Acknowledging that “effective inventory management has always been about balancing the need to have parts readily available against the high cost of holding those parts on the shelf”, Ian Kent, Product Manager at Rusada, explains the role an IT package can play.

“A good maintenance software system should be able to help operators understand their inventory needs as well as their supply chain, so that stock levels can be continually optimised,” he says. “A good system should also be able to manage the inventory, ensuring appropriate levels of stock turnover, shelf-life control and cost management.

“An age-old problem for airlines is the continuous increase of inventory on the shelf. It is often difficult for an airline to understand the reasons for this.
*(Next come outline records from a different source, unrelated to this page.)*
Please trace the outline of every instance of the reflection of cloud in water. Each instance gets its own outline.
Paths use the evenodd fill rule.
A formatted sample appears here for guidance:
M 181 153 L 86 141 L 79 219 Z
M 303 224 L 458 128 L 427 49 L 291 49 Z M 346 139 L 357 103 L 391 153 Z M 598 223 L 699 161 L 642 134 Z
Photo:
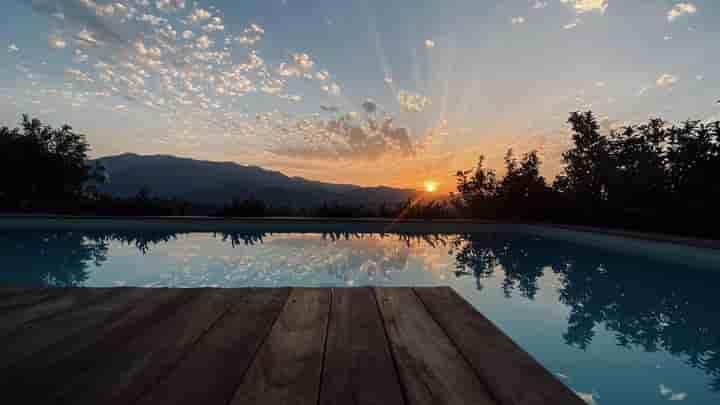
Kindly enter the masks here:
M 0 257 L 0 284 L 244 287 L 451 283 L 471 302 L 488 298 L 490 288 L 499 288 L 501 301 L 494 303 L 521 298 L 525 303 L 535 301 L 551 311 L 569 313 L 557 332 L 568 346 L 589 350 L 596 334 L 607 331 L 623 350 L 662 351 L 701 370 L 709 378 L 710 390 L 720 391 L 720 327 L 715 321 L 720 273 L 693 271 L 571 242 L 509 233 L 14 232 L 0 233 Z M 468 286 L 472 288 L 465 288 Z M 552 301 L 541 302 L 548 291 L 551 295 L 545 296 L 552 296 Z M 565 367 L 558 370 L 573 372 Z M 572 375 L 575 383 L 577 377 Z M 696 391 L 663 387 L 661 394 L 665 392 L 666 400 L 684 400 L 690 395 L 697 400 Z M 598 402 L 597 395 L 592 399 Z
A good system should have the analytical tools which enable the airline to quickly and easily understand inventory movement,” Kent emphasises.

Optimising your inventory holding

When assessing optimum inventory holding there are many factors that come into play. “These include aircraft types operated, age and fleet size, type of operation, geographical extent of operation, level of service protection required, level of maintenance operations performed in-house, supplier lead times and many more,” he states. “Many airlines, especially start-ups, will look to their OEM for recommendations and initial provisioning lists, but often these are significantly more than is actually required.
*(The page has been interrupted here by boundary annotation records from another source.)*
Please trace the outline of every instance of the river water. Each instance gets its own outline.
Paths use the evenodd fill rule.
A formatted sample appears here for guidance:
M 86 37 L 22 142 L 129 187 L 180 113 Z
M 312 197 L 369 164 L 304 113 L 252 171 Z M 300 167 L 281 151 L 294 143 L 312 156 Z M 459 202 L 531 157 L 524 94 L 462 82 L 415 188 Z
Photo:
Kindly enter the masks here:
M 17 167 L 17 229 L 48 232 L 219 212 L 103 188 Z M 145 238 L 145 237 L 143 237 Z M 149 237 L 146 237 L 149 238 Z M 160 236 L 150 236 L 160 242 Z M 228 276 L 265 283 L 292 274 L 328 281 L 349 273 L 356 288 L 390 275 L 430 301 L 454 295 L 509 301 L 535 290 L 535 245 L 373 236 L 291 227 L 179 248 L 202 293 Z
“Most of the decisions associated with these factors lie with the airline but an MRO/inventory management system can certainly assist in the decision making through the analysis of material demand data for both routine scheduled and unscheduled maintenance,” Kent continues. “Systems such as [Rusada’s] ENVISION, allow material requirements to be clearly defined against maintenance task requirements and comprehensive forecasting tools enable accurate material requirements to be determined. This helps an organisation to understand where and when they need inventory to be available.”
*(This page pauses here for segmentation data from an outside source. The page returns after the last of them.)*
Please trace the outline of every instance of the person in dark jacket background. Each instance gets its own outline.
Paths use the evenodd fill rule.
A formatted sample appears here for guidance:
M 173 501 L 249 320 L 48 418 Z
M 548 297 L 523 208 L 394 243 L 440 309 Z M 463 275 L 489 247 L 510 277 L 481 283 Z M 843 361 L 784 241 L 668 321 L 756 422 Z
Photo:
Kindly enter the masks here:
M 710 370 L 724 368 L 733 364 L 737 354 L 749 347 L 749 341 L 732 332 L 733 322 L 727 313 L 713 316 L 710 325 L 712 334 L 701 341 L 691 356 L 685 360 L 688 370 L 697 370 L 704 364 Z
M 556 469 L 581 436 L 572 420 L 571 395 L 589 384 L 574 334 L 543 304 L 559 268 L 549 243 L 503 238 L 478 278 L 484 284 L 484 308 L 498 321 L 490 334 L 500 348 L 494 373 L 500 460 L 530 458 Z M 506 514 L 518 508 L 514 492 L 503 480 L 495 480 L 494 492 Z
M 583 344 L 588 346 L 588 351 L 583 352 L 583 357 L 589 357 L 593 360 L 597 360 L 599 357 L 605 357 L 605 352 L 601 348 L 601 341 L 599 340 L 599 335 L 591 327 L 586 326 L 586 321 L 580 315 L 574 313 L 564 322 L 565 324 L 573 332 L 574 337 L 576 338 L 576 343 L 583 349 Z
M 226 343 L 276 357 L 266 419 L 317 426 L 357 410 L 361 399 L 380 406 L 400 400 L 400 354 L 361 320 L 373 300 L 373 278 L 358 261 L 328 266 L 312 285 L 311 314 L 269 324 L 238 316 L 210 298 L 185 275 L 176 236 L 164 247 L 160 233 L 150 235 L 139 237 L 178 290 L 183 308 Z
Choosing your procurement strategy

Parts specialists are no longer the sole source for spares, having been joined in the aftermarket by the OEMs themselves. Comprehensive support packages offered by the airframers and engine manufacturers nearly always include an offer to help control inventory.

“Many airlines are looking for alternative ways to meet their inventory needs without having the traditional high cost of ownership,” observes Kent. “Airframe OEMs and specialist companies offer a range of flexible solutions including provision of on-site consignment stock and access to rotable pool stock under a range of financial options including leasing, power by the hour, loan and exchange.

“Whilst these solutions do allow airlines to lower their investment needs and simplify their supply chain, they can end up increasing the burden of inventory management,” he argues. “Many of these solutions require careful management of OEM-owned/supplied stock and failure to do so can result in heavy penalty costs.

“A good MRO/inventory management software system should support this process, by ensuring that unserviceable components are returned to the OEM/rotable stock provider within agreed timeframes. Being able to manage these contractual terms and the relationship between exchange items and unserviceable cores is critical for an airline,” Kent emphasises.